5 Replies Latest reply on Mar 26, 2012 10:55 AM by cluxig

    How to store large binaries

    cluxig

      Hi,

      we have to store large binaries in a content repository using a DiskStore. If we submit InputStreams with very large content, greater than java heap space, we get an OutOfMemory Exception. This is caused by the AbstractBinaryValueFactory, which extracts the bytes from the InputStream (via IoUtil.readBytes) and tries to create an InMemoryBinary by default.

       

      We are using ModeShape 2.8.0.Final via JCR. I tried to provide our own ValueFactories (to provide another BinaryFactory), but this seems to be impossible, because your JcrRepository implementation makes a call in constructor like ExecutionContext.with(NamespaceRegistry). This call creates a new ExecutionContext without re-referencing the (patched) ValueFactories:

      public ExecutionContext with( NamespaceRegistry namespaceRegistry ) {
              // Don't supply the value factories or property factories, since they'll have to be recreated
              // to reference the supplied namespace registry ...
              return new ExecutionContext(getSecurityContext(), namespaceRegistry, null, getPropertyFactory(), getMimeTypeDetector(),
                                          getTextExtractor(), getClassLoaderFactory(), getData(), getProcessId());
      }
      

       

      So what happens: The StandardValueFactories are used again, providing the default BinaryFactory.

       

      My questions are:

      1. How to store large binaries in ModeShape?
      2. If you have no solution to 1. Is it possible to provide a custom value factory or a custom javax.jcr.Binary?

       

      Thanks in advance

        • 1. Re: How to store large binaries
          rhauch

          We should allow you to provide a custom BinaryFactory.
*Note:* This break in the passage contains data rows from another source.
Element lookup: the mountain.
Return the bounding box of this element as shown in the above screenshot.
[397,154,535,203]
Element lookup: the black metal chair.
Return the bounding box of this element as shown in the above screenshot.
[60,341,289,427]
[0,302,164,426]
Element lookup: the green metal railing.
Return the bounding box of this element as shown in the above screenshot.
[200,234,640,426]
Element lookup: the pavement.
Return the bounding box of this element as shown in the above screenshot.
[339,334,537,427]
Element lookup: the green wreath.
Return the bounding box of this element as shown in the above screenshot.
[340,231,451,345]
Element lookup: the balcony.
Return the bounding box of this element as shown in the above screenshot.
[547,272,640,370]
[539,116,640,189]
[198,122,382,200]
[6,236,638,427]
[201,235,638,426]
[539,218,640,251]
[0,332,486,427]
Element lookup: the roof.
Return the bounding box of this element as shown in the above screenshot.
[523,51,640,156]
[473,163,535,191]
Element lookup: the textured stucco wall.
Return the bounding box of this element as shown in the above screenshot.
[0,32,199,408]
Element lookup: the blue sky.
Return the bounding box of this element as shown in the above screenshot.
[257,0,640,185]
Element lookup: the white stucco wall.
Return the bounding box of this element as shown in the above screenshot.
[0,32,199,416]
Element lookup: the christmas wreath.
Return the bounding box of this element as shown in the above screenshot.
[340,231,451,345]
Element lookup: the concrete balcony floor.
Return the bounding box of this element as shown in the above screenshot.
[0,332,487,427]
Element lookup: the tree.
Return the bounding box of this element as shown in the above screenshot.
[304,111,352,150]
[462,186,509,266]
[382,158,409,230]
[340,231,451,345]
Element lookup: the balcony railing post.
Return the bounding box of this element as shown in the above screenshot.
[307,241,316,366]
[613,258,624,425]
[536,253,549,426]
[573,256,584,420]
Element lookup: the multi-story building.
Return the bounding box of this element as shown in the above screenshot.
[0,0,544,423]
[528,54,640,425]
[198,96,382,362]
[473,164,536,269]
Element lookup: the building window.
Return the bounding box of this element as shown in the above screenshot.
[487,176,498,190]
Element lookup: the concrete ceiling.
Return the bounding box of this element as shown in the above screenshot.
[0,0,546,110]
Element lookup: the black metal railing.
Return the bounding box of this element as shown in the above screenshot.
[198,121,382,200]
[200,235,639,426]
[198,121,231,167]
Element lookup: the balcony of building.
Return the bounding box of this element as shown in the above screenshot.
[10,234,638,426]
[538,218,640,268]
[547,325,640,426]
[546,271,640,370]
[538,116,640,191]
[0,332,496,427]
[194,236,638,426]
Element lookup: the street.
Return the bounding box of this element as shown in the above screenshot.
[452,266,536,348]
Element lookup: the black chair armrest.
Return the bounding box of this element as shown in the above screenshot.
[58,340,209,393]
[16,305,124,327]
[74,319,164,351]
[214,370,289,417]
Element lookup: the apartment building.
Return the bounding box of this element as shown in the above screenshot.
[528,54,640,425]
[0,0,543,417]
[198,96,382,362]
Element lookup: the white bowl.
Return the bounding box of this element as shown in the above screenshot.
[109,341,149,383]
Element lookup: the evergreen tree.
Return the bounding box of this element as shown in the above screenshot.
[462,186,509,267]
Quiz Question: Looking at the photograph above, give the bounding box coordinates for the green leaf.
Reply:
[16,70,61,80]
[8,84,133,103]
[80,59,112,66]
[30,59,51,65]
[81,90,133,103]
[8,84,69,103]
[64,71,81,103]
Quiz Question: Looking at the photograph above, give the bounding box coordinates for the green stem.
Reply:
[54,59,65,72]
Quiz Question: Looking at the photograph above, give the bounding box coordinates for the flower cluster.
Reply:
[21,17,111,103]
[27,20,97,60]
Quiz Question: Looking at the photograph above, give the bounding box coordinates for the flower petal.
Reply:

Would you mind logging an issue so we can fix that in 2.8.1.Final?

           

          Unfortunately, providing your own javax.jcr.Binary implementation won't really work, since we expect the implementation to also implement some other interfaces. You could try implementing those, too, but I'm not sure what'll happen.

           

          BTW, 3.0 already does the right thing here. First of all, our javax.jcr.Binary values never store the content in-memory. When clients create a new Binary object (given an InputStream), we always stream that directly into persistent storage (the kind of storage is configurable, but defaults to storing the values on the file system keyed by SHA-1). Secondly, we will accept any javax.jcr.Binary implementation; yes, if it doesn't implement our Binary extension to javax.jcr.Binary, we'll stream it into our own storage. However, I don't think there's much advantage to using a custom Binary implementation in 3.x, since I think we're handling them much better than in 2.x.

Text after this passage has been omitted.